Step-by-step explanation:
The question asks to calculate the final volume of a cylindrical copper rod when it is stretched with a load. To find the final volume, we need to determine the change in length of the rod due to the stress applied and then calculate the new volume. Using Hooke's law, stress (σ) is equal to the force (F) divided by the cross-sectional area (A), and strain (ε) is equal to stress (σ) divided by the modulus of elasticity (E).
First, we calculate the stress using the formula σ = F / A. Substituting the given values, we get σ = (4.0*10^5 N) / (1.2 cm²). Next, we calculate strain using the formula ε = σ / E. The modulus of elasticity for copper (E) is given as 70 GPa, which we need to convert to the same units as stress (N/cm²).

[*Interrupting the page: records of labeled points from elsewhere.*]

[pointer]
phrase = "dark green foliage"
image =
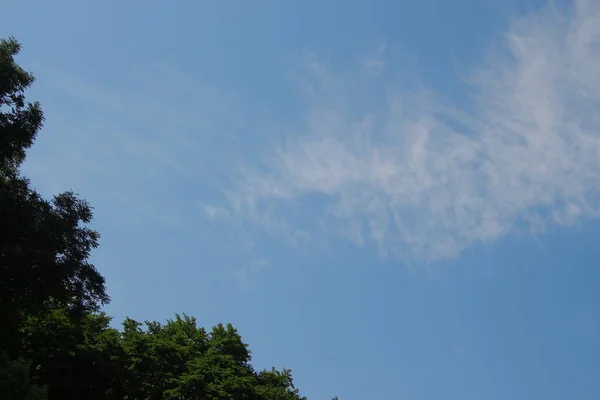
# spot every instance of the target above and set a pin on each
(15, 382)
(44, 245)
(19, 121)
(54, 342)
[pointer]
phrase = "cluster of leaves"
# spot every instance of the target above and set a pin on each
(54, 342)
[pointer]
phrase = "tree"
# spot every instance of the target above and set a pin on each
(44, 245)
(15, 382)
(54, 342)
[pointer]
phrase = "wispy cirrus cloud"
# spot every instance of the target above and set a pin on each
(419, 176)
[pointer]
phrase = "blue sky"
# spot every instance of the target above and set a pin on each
(395, 199)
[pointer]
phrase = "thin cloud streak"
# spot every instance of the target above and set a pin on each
(420, 177)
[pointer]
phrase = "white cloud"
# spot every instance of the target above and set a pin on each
(412, 174)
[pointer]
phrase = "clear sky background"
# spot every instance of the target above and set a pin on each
(396, 199)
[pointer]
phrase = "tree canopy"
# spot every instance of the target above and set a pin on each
(55, 343)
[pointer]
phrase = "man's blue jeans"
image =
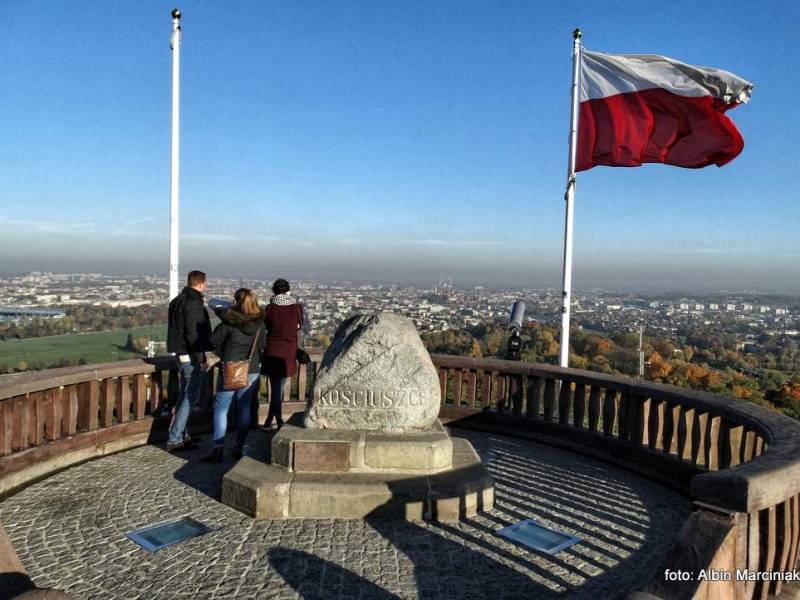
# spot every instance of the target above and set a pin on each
(191, 380)
(222, 402)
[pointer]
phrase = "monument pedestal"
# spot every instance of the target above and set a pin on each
(323, 473)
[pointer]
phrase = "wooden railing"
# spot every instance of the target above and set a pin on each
(736, 460)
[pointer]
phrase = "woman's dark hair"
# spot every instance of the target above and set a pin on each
(246, 302)
(281, 286)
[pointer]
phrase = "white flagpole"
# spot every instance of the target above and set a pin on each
(569, 197)
(175, 44)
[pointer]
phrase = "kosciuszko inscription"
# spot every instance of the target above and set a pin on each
(377, 376)
(370, 399)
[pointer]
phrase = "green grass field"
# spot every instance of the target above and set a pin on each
(102, 346)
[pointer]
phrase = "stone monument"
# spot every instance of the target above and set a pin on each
(370, 442)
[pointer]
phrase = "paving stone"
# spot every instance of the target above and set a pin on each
(69, 531)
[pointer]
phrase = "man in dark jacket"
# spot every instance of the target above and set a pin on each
(189, 337)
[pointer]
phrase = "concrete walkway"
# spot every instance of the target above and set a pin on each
(69, 531)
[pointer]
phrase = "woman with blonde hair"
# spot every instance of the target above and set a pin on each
(239, 336)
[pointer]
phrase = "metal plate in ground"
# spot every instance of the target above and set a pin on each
(538, 537)
(160, 536)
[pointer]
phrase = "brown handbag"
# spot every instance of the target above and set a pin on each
(235, 372)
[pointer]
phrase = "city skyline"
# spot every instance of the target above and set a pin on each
(387, 142)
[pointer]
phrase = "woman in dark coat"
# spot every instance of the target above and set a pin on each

After finding the strain, we use it to calculate the change in length (ΔL) using the formula ΔL = ε * L, where L is the original length of the rod. Finally, the final volume (Vₓ) is determined by the formula Vₓ = V₀ + (A * ΔL), where V₀ is the original volume of the rod.
It's important to mention that the student should confirm that the stress applied does not exceed the yield strength (σy) or the tensile strength (σTS) of copper, to ensure that the material does not fail or deform in an irreversible way.